A very extensive collection of videos about protists produced by George Sartiano, who may be contacted at sartiano@hotmail.com.
New for 2012! A new collection: "Marginally Microscopic Multicellular Organisms".
We're very pleased to have this collection of educational videos on the site, which are especially good for training students of protistology to notice and compare diagnostic features. Dr. Sartiano was kind enough to provide a brief biography, which explains his lifelong passion for protists. --Ed.
I've had a lifelong interest in microscopy, science and Medicine. I wore out two AC Gilbert microscopes before I was thirteen - mostly looking at protozoa - and bought the microscope (which I used later in medical school) before I was fourteen. My first research paper - a Biology 101 project on the effects of thiourea on regeneration in planaria - is still circulating surreptitiously at Brooklyn College among freshman Biology students - (I believe the topic is still an elective choice on the list of required projects).
I studied parasitology under Harry Most at NYU School of Medicine, and I had a very practical application of the material as a Captain, USAMC, during the Vietnamese War. I saw numerous cases of malaria and many cases of hookworm, amebiasis and other tropical infectious diseases.
I am an Internist specialized in Hematology/Oncology - former Director of the Division of Hematology and Oncology at the University of South Carolina School of Medicine, where I did a great deal of laboratory research on the mechanisms of action of chemotherapeutic agents, and conducted a great many funded clinical investigational studies as well. My clinical career spans over forty years. (I trained in Hematology at Memorial Hospital and the Sloan Kettering Institute, and in Cancer Chemotherapy at NY Hospital - Weill Cornell Medical Center).

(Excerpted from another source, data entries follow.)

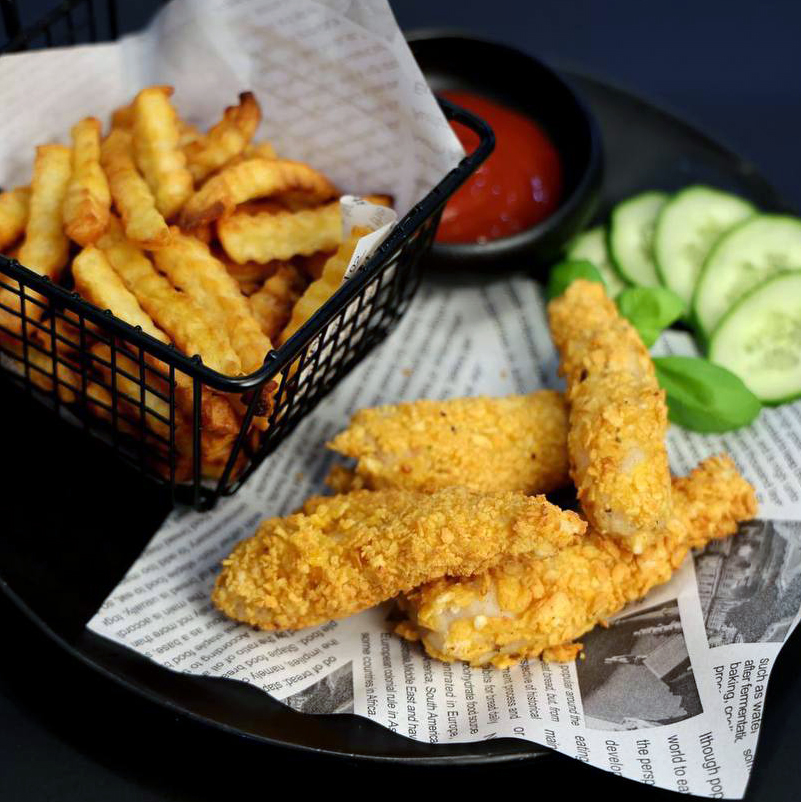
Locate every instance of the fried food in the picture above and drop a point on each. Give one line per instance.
(319, 291)
(486, 444)
(14, 206)
(272, 304)
(282, 235)
(343, 554)
(250, 275)
(190, 266)
(528, 607)
(251, 179)
(227, 139)
(156, 138)
(618, 417)
(88, 201)
(45, 249)
(143, 222)
(173, 311)
(96, 280)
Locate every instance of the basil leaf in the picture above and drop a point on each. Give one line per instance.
(705, 397)
(565, 273)
(650, 310)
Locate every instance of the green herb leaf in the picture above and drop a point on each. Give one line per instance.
(705, 397)
(650, 310)
(565, 273)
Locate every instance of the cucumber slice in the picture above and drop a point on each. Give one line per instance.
(591, 245)
(631, 235)
(760, 339)
(745, 256)
(686, 230)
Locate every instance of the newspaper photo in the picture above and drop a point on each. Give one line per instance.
(670, 693)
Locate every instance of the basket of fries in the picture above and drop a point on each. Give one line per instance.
(189, 296)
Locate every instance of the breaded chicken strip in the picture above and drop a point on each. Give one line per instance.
(618, 417)
(343, 554)
(490, 444)
(527, 606)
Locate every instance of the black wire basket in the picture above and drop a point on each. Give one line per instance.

In my retirement, my middle son suggested I go back and pick up my youthful interest in microscopy - and voila - I discovered Chinese instruments on the interenet - and the rest is (a ten year) history of revival of my interest in protozoa (now protists).
I count it a wonderful opportunity to see and record and share what I have found; protozoology (now protistology) continues to hold a great and intrinsic fascination and scientific interest for me - no doubt because it combines science, microscopy, Biology, technology, computers and protistology in a very beautiful, balanced fashion.